The Return of the Beast

Well … not so fast (pun intended). New emerging technologies like Big Data, Blockchain and AI become part of everyday application development. And what about IoT (edge cloud)? Small IoT devices don’t have Terabytes of RAM and server scale CPU processors. All of these rapidly growing technologies require lean and fast code modules tailored to their specific requirements.
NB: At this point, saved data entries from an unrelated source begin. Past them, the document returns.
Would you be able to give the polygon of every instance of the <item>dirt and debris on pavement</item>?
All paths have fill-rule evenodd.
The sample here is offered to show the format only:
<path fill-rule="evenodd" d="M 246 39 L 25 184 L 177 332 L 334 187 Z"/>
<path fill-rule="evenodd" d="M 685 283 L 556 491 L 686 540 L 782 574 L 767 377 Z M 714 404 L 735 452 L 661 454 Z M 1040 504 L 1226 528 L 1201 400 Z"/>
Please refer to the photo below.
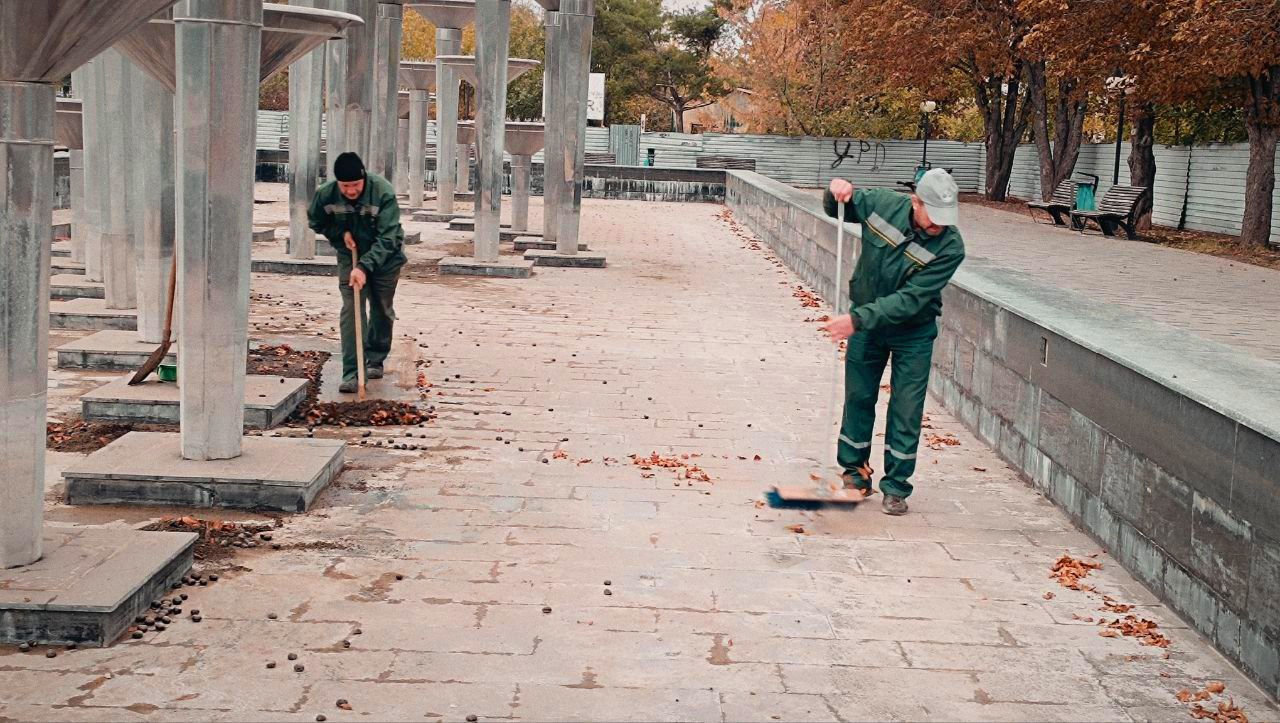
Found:
<path fill-rule="evenodd" d="M 270 374 L 307 380 L 307 397 L 289 416 L 289 421 L 307 420 L 320 395 L 320 374 L 332 356 L 327 351 L 294 349 L 288 344 L 263 344 L 249 350 L 248 374 Z"/>
<path fill-rule="evenodd" d="M 87 454 L 111 444 L 129 432 L 173 432 L 177 425 L 137 422 L 86 422 L 79 417 L 45 425 L 45 448 L 54 452 Z"/>
<path fill-rule="evenodd" d="M 306 422 L 338 427 L 412 426 L 431 415 L 408 402 L 366 399 L 363 402 L 320 402 L 306 412 Z"/>
<path fill-rule="evenodd" d="M 198 568 L 214 568 L 225 570 L 239 550 L 257 547 L 274 546 L 275 531 L 284 526 L 284 520 L 276 517 L 271 521 L 241 521 L 202 518 L 194 515 L 182 517 L 162 517 L 160 520 L 144 527 L 148 531 L 195 532 L 200 535 L 196 541 L 195 561 Z"/>

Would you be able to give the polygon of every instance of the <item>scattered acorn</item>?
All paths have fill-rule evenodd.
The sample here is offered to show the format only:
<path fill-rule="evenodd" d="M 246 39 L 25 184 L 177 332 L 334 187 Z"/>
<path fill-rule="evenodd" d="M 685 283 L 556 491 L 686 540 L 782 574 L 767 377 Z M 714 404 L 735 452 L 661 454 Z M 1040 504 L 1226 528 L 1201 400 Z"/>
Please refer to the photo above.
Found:
<path fill-rule="evenodd" d="M 294 665 L 294 666 L 293 666 L 293 672 L 295 672 L 295 673 L 301 673 L 302 671 L 304 671 L 304 670 L 306 670 L 306 669 L 307 669 L 307 666 L 303 665 L 302 663 L 298 663 L 298 664 L 296 664 L 296 665 Z"/>
<path fill-rule="evenodd" d="M 276 667 L 276 663 L 274 660 L 267 662 L 267 670 L 271 670 L 274 667 Z"/>
<path fill-rule="evenodd" d="M 543 605 L 543 606 L 542 606 L 542 612 L 547 613 L 547 614 L 549 615 L 549 614 L 551 613 L 551 606 L 550 606 L 550 605 Z"/>
<path fill-rule="evenodd" d="M 58 651 L 54 650 L 53 648 L 49 648 L 47 651 L 45 651 L 44 657 L 56 658 L 58 657 Z"/>
<path fill-rule="evenodd" d="M 297 659 L 298 659 L 297 653 L 289 653 L 289 660 L 297 660 Z"/>

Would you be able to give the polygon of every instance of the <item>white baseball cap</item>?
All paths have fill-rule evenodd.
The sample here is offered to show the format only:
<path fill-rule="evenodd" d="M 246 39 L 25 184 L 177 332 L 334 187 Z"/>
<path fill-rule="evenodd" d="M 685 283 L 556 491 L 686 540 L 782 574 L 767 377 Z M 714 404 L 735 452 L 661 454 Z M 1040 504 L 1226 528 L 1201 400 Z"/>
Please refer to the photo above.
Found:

I recently came across a free eBook from O’Reilly: C++ Today – The Beast is Back. It is from 2015, but large parts are still valid today. I highly recommend reading it. Once you have finished, here is my very own top 6 list of reasons why “the beast is back”:

  1. Coding discipline
    Source code formatting, code commenting, coding guidelines, best practices: Python brought discipline back into aspiring programmers. Coders are now less annoyed by investing time in high quality source code, because they realize it will in turn create higher quality software that is easier to maintain and safes time and money in the end. C++ development also requires a lot of discipline and attention to details, but you are rewarded with a minimum disk and memory footprint and unparalleled performance.
  2. Focus on technology
    Tech is back: Logging in with SSH to a remote git server? Using vim to fix a typo in some Python source files? No problem. Today there are more tutorials out there about vim and the Linux command line than ever before. Students again want to get in touch with the underlying technology and learn how stuff works under the hood. Knowing the memory footprint of a running program is not considered evil sorcery any more.
  3. New standards
    C++ has come a long way since the last decade:
    C++11, C++14, C++17, C++20
    New programming ideas and standards are coming up every year, and C++ is adapting fast.
  4. New technologies
    Blockchain, IoT, Big Data and Deep Learning: Exciting new technologies are all about performance, data crunching, sheer numbers. You need a lean and fast beast like C++ to tame them. For example the core of TensorFlow, today’s most popular machine learning framework, is written in C++.
  5. Low competition
    In July 2019 Microsoft announced they are thinking about moving from C++ to Rust for developing internal and external software. My question: What do you do with the rest of the weekend? Seriously: It might sound like a great idea to get rid of stack overflow problems and the like, but porting tons of code from C++ to Rust will probably take decades. Furthermore, Rust is not nearly as developed and stable as C++. There sure are still heaps of banana skins hidden beneath the shiny new surface of Rust.
  6. Go green, go C++
    In 2018 the first YouTube video hit 5 billion views and burned as much energy as 40,000 US homes use in a year. This should make it very clear that every innocent clickety-click-click-barely-touching-the-shiny-polished-surface-of-your-tiny-cutesy-iphone has a huge impact on telecommunication infrastructure and cloud data centers spread around the globe. Cloud services are run by software. The more efficient the software is, the less energy these services consume (CPU, hard drive, memory, etc.). Unfortunately today’s most famous programming languages JavaScript, Java and Python are rather energy inefficient. Compiled languages like C++ use less memory, produce less hard drive read/writes and consume less CPU cycles, thus making them far more energy efficient.